Today, many of the top-rated insurance companies check your credit score prior to processing the rest of your initial application. This means if your score is poor or marginal, that you can lose out on securing the best rates and reputations.

Rental Properties

If you’re looking to rent a home instead of buying, this can become challenging with poor credit. If the owner moves forward, they may add a security deposit above their normal requirements. In addition, the utility companies and cable service providers will also require a security deposit.

How Credit Bureaus Determine Your Credit Score

There are several factors that, together, create your final score. Payment performance, debt-to-income ratio, credit history length, types of credit, and inquiries for credit.

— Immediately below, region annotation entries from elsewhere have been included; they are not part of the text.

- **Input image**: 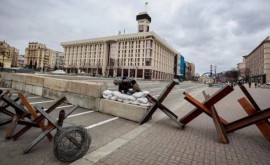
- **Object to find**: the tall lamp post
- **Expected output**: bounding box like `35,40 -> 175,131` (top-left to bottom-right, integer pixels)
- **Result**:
1,51 -> 5,71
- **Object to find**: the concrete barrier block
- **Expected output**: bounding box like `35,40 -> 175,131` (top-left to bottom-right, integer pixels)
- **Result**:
0,79 -> 12,88
25,85 -> 33,93
32,85 -> 43,96
11,73 -> 27,83
0,72 -> 12,81
44,78 -> 68,91
99,99 -> 147,122
67,81 -> 106,97
42,87 -> 66,99
65,92 -> 101,111
11,81 -> 26,91
25,75 -> 45,87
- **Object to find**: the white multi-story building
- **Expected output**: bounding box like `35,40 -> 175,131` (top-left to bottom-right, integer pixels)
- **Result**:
51,51 -> 64,69
61,12 -> 179,80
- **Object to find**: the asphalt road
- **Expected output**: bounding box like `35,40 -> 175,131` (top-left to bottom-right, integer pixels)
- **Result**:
0,78 -> 205,165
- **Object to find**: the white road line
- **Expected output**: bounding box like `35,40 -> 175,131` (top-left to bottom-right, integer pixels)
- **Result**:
30,100 -> 55,105
43,105 -> 74,111
153,95 -> 159,97
27,96 -> 41,99
84,117 -> 119,129
56,111 -> 94,120
67,111 -> 94,118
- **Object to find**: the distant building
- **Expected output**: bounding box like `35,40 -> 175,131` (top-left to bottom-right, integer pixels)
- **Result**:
18,54 -> 25,67
237,56 -> 248,80
239,36 -> 270,84
61,12 -> 179,80
180,55 -> 186,78
25,42 -> 55,70
51,51 -> 64,69
185,61 -> 195,80
0,41 -> 19,67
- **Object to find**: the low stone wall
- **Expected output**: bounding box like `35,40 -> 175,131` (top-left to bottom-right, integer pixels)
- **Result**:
0,72 -> 147,122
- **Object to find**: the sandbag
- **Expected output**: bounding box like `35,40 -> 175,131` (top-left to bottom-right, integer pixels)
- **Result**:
139,103 -> 150,107
117,98 -> 123,102
110,96 -> 117,101
128,96 -> 136,101
102,90 -> 112,95
130,100 -> 140,105
123,100 -> 131,104
132,92 -> 143,98
137,97 -> 148,104
102,94 -> 112,99
142,91 -> 150,97
112,91 -> 121,97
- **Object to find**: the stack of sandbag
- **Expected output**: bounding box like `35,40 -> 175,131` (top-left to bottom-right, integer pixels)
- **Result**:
102,90 -> 150,106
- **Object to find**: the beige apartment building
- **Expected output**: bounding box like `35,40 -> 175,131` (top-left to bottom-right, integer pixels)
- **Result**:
0,41 -> 19,67
25,42 -> 55,70
237,59 -> 247,80
61,12 -> 179,80
185,61 -> 195,80
239,36 -> 270,84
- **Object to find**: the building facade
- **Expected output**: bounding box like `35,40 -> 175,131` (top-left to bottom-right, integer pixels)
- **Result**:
61,12 -> 179,80
51,51 -> 64,69
239,36 -> 270,84
18,54 -> 25,67
180,55 -> 186,79
25,42 -> 55,70
0,41 -> 19,67
185,61 -> 195,80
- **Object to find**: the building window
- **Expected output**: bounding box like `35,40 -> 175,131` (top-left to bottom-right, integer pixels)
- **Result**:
139,25 -> 143,32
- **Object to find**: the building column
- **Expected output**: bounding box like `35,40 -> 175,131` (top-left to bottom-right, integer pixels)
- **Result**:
128,69 -> 130,77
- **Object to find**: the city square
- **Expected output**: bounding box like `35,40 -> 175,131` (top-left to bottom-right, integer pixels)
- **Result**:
0,0 -> 270,165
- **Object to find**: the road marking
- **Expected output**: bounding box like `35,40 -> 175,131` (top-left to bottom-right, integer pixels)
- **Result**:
30,100 -> 55,105
84,117 -> 119,129
43,105 -> 74,111
67,111 -> 94,118
153,95 -> 159,97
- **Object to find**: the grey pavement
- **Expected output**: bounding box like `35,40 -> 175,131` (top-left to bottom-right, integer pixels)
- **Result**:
0,81 -> 204,165
86,87 -> 270,165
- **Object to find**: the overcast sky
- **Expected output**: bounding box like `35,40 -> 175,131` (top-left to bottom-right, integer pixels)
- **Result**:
0,0 -> 270,74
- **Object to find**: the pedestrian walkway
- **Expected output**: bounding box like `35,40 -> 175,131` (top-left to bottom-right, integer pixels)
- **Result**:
76,87 -> 270,165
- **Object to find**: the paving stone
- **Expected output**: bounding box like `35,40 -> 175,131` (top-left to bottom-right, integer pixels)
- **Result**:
93,87 -> 270,165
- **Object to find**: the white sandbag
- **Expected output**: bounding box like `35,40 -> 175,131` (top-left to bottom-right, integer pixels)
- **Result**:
102,90 -> 112,95
142,91 -> 150,97
110,96 -> 117,101
128,96 -> 136,101
137,97 -> 148,104
117,98 -> 123,102
112,91 -> 121,97
118,94 -> 128,100
130,100 -> 140,105
139,103 -> 150,107
132,92 -> 143,98
102,94 -> 112,99
123,100 -> 131,104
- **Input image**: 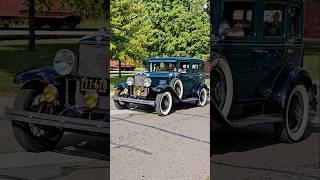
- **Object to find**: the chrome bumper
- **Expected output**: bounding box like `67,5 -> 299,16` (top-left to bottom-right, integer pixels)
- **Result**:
112,96 -> 155,106
5,108 -> 110,134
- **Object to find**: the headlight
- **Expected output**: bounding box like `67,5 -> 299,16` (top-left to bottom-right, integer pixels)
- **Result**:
143,78 -> 152,87
83,91 -> 99,109
53,49 -> 76,76
42,84 -> 58,102
127,77 -> 134,86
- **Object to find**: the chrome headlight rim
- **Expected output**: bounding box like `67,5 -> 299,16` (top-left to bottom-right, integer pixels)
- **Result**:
53,49 -> 76,76
127,77 -> 134,86
143,78 -> 152,87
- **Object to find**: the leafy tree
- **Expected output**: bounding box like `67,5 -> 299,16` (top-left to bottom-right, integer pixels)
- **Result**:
111,0 -> 210,66
146,0 -> 210,59
110,0 -> 154,62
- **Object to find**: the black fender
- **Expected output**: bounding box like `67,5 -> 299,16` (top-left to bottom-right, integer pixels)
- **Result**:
114,82 -> 129,90
14,67 -> 59,84
270,66 -> 312,109
152,85 -> 181,103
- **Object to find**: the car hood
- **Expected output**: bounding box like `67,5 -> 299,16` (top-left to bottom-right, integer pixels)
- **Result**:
136,71 -> 178,87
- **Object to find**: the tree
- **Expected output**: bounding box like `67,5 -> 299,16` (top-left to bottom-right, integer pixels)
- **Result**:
111,0 -> 210,69
28,0 -> 36,51
146,0 -> 210,59
110,0 -> 154,76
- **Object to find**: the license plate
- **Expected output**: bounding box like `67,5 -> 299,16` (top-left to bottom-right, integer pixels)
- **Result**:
80,78 -> 107,93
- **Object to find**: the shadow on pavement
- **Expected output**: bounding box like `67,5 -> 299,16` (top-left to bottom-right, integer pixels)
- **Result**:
54,134 -> 110,160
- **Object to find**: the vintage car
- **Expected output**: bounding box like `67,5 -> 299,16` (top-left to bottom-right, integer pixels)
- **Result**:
210,0 -> 317,142
113,58 -> 209,116
5,29 -> 109,152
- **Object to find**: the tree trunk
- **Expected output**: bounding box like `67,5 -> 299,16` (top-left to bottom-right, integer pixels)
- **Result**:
28,0 -> 36,52
119,60 -> 121,78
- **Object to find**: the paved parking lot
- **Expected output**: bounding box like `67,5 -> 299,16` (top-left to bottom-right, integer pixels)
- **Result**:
110,99 -> 210,180
0,97 -> 109,180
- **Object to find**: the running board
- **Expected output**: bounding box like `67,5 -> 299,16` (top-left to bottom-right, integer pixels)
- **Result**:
180,98 -> 198,103
228,114 -> 283,128
5,108 -> 110,134
213,102 -> 283,128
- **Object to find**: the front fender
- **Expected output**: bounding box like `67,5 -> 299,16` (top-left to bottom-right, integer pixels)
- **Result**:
152,85 -> 181,102
14,67 -> 59,84
270,67 -> 312,109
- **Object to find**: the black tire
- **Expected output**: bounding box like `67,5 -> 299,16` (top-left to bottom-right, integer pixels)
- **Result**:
197,87 -> 208,107
210,58 -> 233,117
12,89 -> 63,152
170,78 -> 183,99
155,91 -> 173,116
274,84 -> 309,143
113,89 -> 130,110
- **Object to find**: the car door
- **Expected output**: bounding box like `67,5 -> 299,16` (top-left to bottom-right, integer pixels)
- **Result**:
191,61 -> 204,91
179,61 -> 194,96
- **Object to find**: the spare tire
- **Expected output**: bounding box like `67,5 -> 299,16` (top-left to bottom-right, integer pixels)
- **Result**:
211,58 -> 233,117
170,78 -> 183,99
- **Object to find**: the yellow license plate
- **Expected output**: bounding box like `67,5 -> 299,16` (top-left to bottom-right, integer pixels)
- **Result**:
80,78 -> 108,93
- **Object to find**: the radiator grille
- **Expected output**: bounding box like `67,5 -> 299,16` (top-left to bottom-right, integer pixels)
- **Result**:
134,75 -> 146,86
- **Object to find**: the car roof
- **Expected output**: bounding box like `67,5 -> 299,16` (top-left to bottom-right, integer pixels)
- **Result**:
146,57 -> 203,62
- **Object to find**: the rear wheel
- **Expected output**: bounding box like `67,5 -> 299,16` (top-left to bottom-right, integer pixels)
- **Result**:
155,91 -> 173,116
12,89 -> 63,152
275,85 -> 309,143
210,58 -> 233,129
113,89 -> 130,110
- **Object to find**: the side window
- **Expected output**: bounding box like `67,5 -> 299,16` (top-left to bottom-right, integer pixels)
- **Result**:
192,63 -> 201,73
263,4 -> 284,37
289,7 -> 301,37
219,2 -> 255,37
180,62 -> 190,74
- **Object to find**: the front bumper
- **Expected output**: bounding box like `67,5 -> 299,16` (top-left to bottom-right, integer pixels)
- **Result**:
112,96 -> 155,107
5,108 -> 110,134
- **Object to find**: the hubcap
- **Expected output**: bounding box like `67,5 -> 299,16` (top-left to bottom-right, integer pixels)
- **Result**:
161,95 -> 170,112
288,92 -> 304,132
213,68 -> 227,109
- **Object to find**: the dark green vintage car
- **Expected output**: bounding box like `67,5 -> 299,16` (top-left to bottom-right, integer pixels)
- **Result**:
211,0 -> 317,142
113,58 -> 208,116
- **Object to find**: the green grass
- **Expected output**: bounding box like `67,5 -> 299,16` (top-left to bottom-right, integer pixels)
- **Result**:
0,40 -> 78,96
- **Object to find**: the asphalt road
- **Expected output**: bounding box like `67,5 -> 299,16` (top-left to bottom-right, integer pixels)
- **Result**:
110,99 -> 210,180
0,97 -> 109,180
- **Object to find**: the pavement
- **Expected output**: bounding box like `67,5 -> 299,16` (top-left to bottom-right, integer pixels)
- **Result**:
0,97 -> 110,180
110,99 -> 210,180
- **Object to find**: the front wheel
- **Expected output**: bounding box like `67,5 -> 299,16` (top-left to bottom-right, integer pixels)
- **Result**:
155,91 -> 173,116
197,87 -> 208,107
12,89 -> 63,152
113,89 -> 129,110
275,85 -> 309,143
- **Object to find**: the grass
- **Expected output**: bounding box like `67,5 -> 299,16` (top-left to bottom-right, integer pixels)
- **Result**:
0,40 -> 77,96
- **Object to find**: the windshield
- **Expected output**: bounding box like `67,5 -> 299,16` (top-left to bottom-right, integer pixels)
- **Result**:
149,62 -> 177,72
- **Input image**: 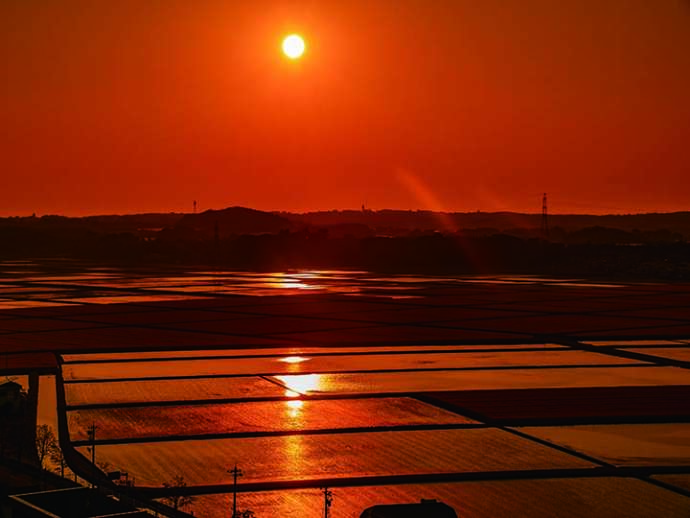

Your past performance, the way you repay debt, is 35% of the score. How much debt you owe out is 30% of the score and the remaining three make up the balance.

Monitoring Your Credit

You have the right to get a free copy of your credit report and clear score annually. Take advantage of it and review your credit report carefully for any irregularities or discrepancies. It only takes one or two late payments to lower the score considerably. If a creditor marked a payment as late in error, you can fix it. You can check your credit score for free with ClearScore.

Ways to Improve Your Score

Sadly, if you currently have a poor score (below 500), it will take time to raise it to a good rating. However, you can begin to move your credit score up in short order. Paying off the debt that has been placed in collections can raise your score in a few months by double digits. To maintain it and keep it slowly moving upwards, begin making payments to financial institutions on time and reduce your current credit card debt. Try to lower each balance to at least a third of the credit limit. It’s not wise to close out accounts with established credit as this will lower your score.

Rebuilding Credit

If all of your credit accounts are in collection, you only have negative reporting on your report. One way to offset the numbers is to apply for a secured credit card. Thankfully, there are a few companies willing to take a chance on people with poor credit. The limits are low and the deposit may be a hundred dollars or more. However, after 6 months of timely payments, you’ll see a positive improvement in your credit score.

The higher your credit score, the more able you are to get a loan or credit card with the best interest rates. Thankfully, your credit score is not permanent. You can change it for the better.

Aside from your personal credit, ensure building your business credit as well. If you’re planning to venture into a startup small business, you also need to build good business credit to get the best deals when borrowing money for your capital. Once you have a bright business idea in mind and a feasible business plan, you can register your business and open a business account. 

Your Credit Score Speaks Your Future

Your credit score can be your life saver. If you have a good credit standing, more banks and financial institutions will be willing to offer you their products and services. It means that you can easily borrow money to finance a new business venture or anything urgent or important because of the trust rating associated with your credit score.

With all the things happening around you, it’s important to have good credit score to back you up when getting a loan to finance your emergency needs or to start a business. Don’t ruin your credit standing with unwise spending. Budget your income sources properly, and set the right amount to pay your debts on time as much as possible. Self-discipline in handling your money is still your best weapon to avoid negative impacts on your credit score.